The advance of freedom is the calling of our time; it is the calling of our country. From the Fourteen Points to the Four Freedoms, to the Speech at Westminster, America has put our power at the service of principle. We believe that liberty is the design of nature; we believe that liberty is the direction of history. We believe that human fulfillment and excellence come in the responsible exercise of liberty. And we believe that freedom -- the freedom we prize -- is not for us alone, it is the right and the capacity of all mankind.
Working for the spread of freedom can be hard. Yet, America has accomplished hard tasks before. Our nation is strong; we're strong of heart. And we're not alone. Freedom is finding allies in every country; freedom finds allies in every culture. And as we meet the terror and violence of the world, we can be certain the author of freedom is not indifferent to the fate of freedom.
With all the tests and all the challenges of our age, this is, above all, the age of liberty.

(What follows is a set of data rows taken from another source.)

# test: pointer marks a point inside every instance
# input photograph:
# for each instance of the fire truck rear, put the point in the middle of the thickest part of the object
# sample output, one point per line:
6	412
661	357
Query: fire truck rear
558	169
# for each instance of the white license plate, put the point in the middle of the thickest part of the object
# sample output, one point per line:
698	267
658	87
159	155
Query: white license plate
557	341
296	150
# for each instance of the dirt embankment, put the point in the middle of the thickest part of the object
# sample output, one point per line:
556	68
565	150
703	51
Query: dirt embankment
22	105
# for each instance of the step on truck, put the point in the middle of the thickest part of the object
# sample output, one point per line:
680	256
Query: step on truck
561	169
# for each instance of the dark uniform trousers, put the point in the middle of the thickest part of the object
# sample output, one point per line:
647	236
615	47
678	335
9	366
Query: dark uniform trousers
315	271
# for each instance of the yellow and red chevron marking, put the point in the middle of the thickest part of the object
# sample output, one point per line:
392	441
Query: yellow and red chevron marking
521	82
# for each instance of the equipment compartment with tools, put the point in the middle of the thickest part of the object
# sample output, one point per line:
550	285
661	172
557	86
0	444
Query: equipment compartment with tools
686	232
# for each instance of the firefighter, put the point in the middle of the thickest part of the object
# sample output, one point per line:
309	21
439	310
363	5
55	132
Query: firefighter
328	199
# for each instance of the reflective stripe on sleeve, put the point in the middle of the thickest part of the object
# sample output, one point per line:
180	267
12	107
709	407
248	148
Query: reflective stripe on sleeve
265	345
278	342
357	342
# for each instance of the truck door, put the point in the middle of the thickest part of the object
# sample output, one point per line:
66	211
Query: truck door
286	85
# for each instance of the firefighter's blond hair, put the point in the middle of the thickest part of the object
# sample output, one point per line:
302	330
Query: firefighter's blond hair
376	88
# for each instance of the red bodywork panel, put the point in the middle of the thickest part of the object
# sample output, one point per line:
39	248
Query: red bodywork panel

The implications of this are twofold: first, we can not be too surprised that the nations of Europe--which no longer share that faith--show so little interest in this crusade; and, second, given that the two political parties in America divide to a significant degree along a faultline of faith, we should not be too surprised that the Democrats wish to call the whole thing off. Posted by Orrin Judd at March 19, 2004 11:07 PM
I'm not convinced that Fukuyama would agree that it (the final evolution of all societies into some form of liberal capitalism) will happen on its own. Fukuyama is making an Hegelian point and presumably believes that the totalitarian thesis must be countered with the liberal capitalist antithesis. Even if it is destined to happen eventually, there's no reason to sit around and let the totalitarians kill us in the mean time.
Posted by: David Cohen at March 19, 2004 11:20 PMWhat David said.
The terrorists cannot bring the US down, but they can kill a lot of people, and due to our liberal capitalist democratic nature, individual lives matter to us.
Thus, we have to go kill them, first.